Cette peste, en plus, a une copine zambienne. Moins arrogante qu’elle mais peut-être encore plus pénible : elle parle anglais mieux que mon prof du tribunal. C’est bien simple, je pensais qu’elle venait d’un pays dérivé.
Quand je communique avec elle, et Flora à côté qui lève les yeux au ciel comme si elle avait honte de partager la même parcelle avec un handicapé de mon acabit, et l’autre qui me répond tout doucement comme à un demeuré et lève un sourcil perplexe lorsque je m’exprime, je deviens rouge et j’ai des envies de meurtre.
Quinze ans de tôle en Tanzanie pour avoir buté une gamine zambienne de 10 ans parce qu’elle parlait mieux anglais que moi (ce qui doit être le cas de 90 % de la race humaine) serait tout de même lamentable.
Pour revenir à Flora et oublier cette langue de dégénérés, le problème c’est que quoi que je fasse, elle me jette toujours ce regard moitié excédé moitié désolé. Quoi que je fasse. Je n’ose plus bouger, devant elle, ce qui ne doit guère contribuer à améliorer ma cote.
Je caresse Minet en miaulant pour communiquer, elle siffle entre ses dents ; je vérifie avant de rentrer qu’il y a de l’eau chaude au robinet extérieur, elle me fait remarquer que je suis en train de tremper mes pompes et mon bas de pantalon ; j’observe à quatre pattes un raid de fourmis sur un nid de mille-pattes, elle secoue la tête. J’en suis arrivé à regarder par la fenêtre avant de sortir pour être sûr qu’elle n’est pas là. Ce qui bien entendu ne sert à rien, attendu qu’elle doit épier mes moindres mouvements, et qu’elle surgit dès que je pose le bout de ma première pompe sur le paillasson.
Son grand plaisir de la journée est de venir me dire d’allumer la lumière extérieure exactement 12 secondes après que le soleil soit parti se pieuter. Dépassé le créneau, je suis sûr d’y avoir droit. Elle frappe, et je sais ce qui m’attend. J’ouvre, elle me regarde quelques secondes en silence en soupirant. J’ai toujours l’impression qu’elle va me dire : « Au lit sans manger ! » Mais consciente tout de même du rapport de force, elle se contente de souffler : « Tu as encore oublié la lumière ! »
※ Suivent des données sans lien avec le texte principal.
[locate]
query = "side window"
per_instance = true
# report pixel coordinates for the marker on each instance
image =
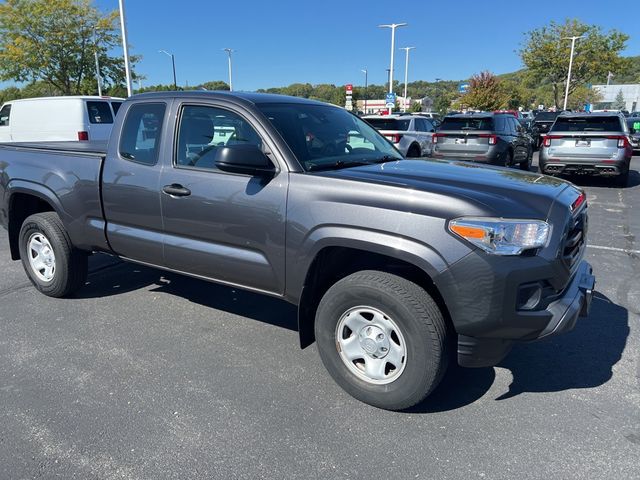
(140, 137)
(203, 131)
(99, 112)
(4, 115)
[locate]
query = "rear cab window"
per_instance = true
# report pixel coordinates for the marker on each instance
(389, 123)
(5, 113)
(460, 123)
(140, 138)
(587, 124)
(99, 112)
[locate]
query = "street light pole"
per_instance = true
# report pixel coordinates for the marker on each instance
(229, 52)
(566, 92)
(173, 65)
(393, 27)
(125, 47)
(366, 73)
(406, 75)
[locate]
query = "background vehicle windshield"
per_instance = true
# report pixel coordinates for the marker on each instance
(586, 124)
(327, 137)
(546, 116)
(459, 123)
(389, 123)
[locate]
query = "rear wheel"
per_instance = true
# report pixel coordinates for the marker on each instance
(54, 266)
(382, 338)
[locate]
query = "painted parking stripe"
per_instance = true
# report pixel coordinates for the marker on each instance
(613, 249)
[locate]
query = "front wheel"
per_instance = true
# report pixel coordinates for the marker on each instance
(53, 265)
(382, 338)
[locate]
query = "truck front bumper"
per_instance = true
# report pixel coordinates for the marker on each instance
(559, 316)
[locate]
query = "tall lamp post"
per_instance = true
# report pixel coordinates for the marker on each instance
(406, 75)
(366, 73)
(125, 47)
(393, 27)
(566, 92)
(173, 65)
(229, 52)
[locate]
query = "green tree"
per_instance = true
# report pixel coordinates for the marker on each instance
(546, 54)
(485, 92)
(54, 41)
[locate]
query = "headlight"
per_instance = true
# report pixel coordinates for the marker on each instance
(501, 236)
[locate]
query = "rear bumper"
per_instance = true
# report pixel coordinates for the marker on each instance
(486, 345)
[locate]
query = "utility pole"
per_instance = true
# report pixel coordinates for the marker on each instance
(173, 64)
(393, 27)
(229, 52)
(125, 47)
(366, 73)
(566, 92)
(406, 75)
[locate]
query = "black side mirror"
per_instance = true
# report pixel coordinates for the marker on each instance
(244, 158)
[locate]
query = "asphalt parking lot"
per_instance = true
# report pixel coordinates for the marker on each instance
(151, 375)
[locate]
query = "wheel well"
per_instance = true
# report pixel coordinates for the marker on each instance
(334, 263)
(21, 205)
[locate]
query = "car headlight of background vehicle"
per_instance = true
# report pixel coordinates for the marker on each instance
(501, 236)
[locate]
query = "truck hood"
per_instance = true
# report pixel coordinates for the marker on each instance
(493, 191)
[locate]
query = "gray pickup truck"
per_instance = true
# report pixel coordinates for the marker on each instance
(395, 265)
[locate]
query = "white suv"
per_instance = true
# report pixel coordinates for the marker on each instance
(411, 134)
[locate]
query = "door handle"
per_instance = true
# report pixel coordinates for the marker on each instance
(176, 190)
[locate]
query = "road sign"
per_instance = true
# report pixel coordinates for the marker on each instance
(390, 100)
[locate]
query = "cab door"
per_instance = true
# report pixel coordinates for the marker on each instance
(130, 184)
(228, 227)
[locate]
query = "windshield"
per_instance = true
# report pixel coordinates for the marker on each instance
(461, 123)
(326, 137)
(389, 123)
(587, 124)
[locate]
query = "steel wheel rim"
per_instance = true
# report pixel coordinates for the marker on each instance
(42, 259)
(371, 345)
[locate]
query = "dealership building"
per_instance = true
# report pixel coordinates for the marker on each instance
(630, 94)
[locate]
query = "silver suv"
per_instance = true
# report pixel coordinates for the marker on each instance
(410, 134)
(588, 144)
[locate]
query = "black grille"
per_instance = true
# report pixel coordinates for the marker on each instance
(574, 240)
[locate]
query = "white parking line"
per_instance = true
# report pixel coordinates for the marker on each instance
(613, 249)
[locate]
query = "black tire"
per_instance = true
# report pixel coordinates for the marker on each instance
(422, 328)
(414, 151)
(70, 264)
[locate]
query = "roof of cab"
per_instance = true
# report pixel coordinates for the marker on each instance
(254, 98)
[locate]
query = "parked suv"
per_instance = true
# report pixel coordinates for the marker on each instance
(541, 125)
(411, 134)
(496, 138)
(588, 144)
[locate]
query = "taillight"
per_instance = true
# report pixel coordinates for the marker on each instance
(623, 142)
(436, 136)
(493, 139)
(547, 139)
(394, 137)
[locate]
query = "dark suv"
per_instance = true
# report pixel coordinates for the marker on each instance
(495, 138)
(541, 125)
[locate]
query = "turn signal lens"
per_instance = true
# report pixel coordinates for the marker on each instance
(502, 236)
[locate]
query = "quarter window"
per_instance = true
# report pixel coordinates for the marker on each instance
(141, 131)
(203, 131)
(4, 115)
(99, 112)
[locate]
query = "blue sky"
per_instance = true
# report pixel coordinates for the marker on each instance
(330, 41)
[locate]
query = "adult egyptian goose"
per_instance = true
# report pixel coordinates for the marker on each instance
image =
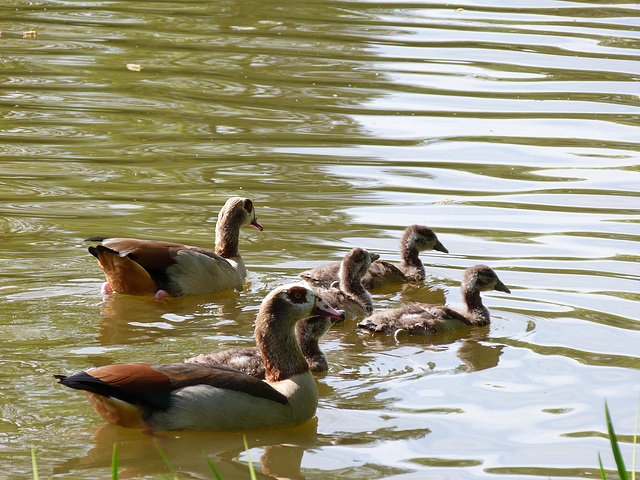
(162, 269)
(350, 295)
(188, 396)
(416, 239)
(425, 319)
(249, 359)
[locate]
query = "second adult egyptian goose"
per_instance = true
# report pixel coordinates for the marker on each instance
(161, 269)
(188, 396)
(249, 359)
(416, 239)
(425, 319)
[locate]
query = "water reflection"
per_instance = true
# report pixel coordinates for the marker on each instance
(139, 453)
(511, 130)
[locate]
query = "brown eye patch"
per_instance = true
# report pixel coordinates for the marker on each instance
(297, 294)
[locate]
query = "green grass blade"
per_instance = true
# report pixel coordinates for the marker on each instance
(213, 469)
(615, 447)
(166, 460)
(252, 472)
(34, 464)
(602, 473)
(114, 462)
(635, 443)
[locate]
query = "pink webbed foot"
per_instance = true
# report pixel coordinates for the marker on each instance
(106, 289)
(161, 295)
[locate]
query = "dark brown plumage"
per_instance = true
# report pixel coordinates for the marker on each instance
(188, 396)
(148, 267)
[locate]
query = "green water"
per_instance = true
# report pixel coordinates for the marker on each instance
(512, 130)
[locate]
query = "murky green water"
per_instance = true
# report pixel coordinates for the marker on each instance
(510, 127)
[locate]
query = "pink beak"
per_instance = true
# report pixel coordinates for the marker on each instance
(254, 223)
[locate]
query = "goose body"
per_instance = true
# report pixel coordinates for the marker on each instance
(188, 396)
(148, 267)
(249, 359)
(416, 238)
(425, 319)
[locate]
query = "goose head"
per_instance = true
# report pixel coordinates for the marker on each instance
(421, 238)
(355, 265)
(275, 329)
(239, 211)
(481, 278)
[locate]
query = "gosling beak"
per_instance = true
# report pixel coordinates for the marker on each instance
(323, 309)
(255, 224)
(501, 287)
(441, 248)
(337, 321)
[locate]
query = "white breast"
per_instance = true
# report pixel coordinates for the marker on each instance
(195, 273)
(203, 407)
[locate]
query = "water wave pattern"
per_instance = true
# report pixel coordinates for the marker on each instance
(511, 128)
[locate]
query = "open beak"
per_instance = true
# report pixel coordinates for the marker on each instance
(337, 321)
(441, 248)
(501, 287)
(254, 223)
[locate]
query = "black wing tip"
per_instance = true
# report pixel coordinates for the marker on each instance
(95, 239)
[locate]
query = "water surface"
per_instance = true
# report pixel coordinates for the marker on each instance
(512, 130)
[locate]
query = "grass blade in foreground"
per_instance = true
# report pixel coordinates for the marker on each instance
(114, 463)
(252, 473)
(615, 448)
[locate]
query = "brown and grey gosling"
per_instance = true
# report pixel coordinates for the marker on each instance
(249, 359)
(350, 295)
(425, 319)
(166, 269)
(416, 239)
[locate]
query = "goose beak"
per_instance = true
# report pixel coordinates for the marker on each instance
(441, 248)
(323, 309)
(337, 321)
(501, 287)
(255, 224)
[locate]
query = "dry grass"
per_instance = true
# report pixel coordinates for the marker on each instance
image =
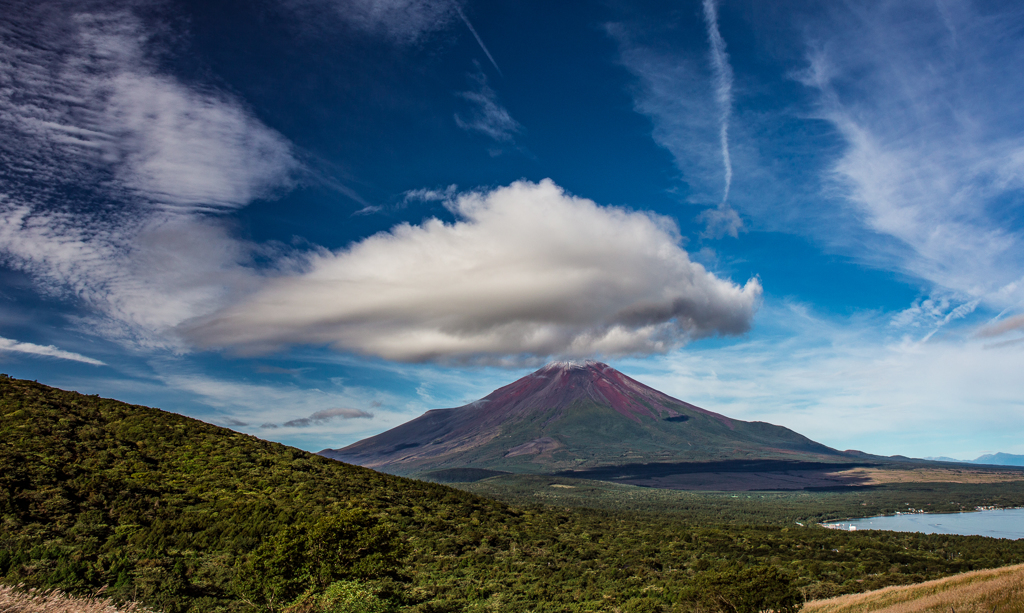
(17, 600)
(998, 590)
(930, 475)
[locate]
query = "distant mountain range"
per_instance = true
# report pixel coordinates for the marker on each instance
(989, 458)
(577, 416)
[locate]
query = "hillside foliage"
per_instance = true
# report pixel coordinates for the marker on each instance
(184, 516)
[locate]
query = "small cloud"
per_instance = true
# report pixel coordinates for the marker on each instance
(486, 115)
(265, 369)
(45, 351)
(430, 195)
(323, 417)
(721, 221)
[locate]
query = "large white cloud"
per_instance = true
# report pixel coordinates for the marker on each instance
(525, 271)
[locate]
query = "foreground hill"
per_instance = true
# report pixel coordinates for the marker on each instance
(571, 416)
(22, 601)
(999, 589)
(184, 516)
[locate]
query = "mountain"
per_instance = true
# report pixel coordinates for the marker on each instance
(571, 416)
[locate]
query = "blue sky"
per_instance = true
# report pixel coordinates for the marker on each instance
(311, 220)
Si je suis dans la douche, ou en train de donner de mes nouvelles à la cuvette du chiotte, rien n’y fait : elle frappe hystériquement à la porte jusqu’à que j’ouvre.
L’autre jour, j’ai tenté de tester ses limites : eh bien, au bout d’un quart d’heure de tambourinage, j’ai craqué, je suis allé lui ouvrir.
J’ai aussi essayé d’être plus subtil, d’allumer la lumière avant que l’astre susmentionné aille jouer au docteur avec Morphée. 12 secondes après, elle venait frapper à la porte : c’était trop tôt, je gaspillais inconsidérément la précieuse énergie.
Ce qui m’a un peu consolé, c’est qu’un crétin canadien qui lui tapotait la tête limite en lui faisant des Arheu s’est récolté une oeillade par rapport à laquelle celles qui me sont destinées pourraient presque paraître affectueuses. La question, c’est : est-ce qu’elle prend les adultes en général pour des crétins, ou les Muzungus en particulier ?
Bref, Flora est une peste, mignonne mais peste, il fallait que ce soit dit, attendu que cette sale gamine habite désormais ici.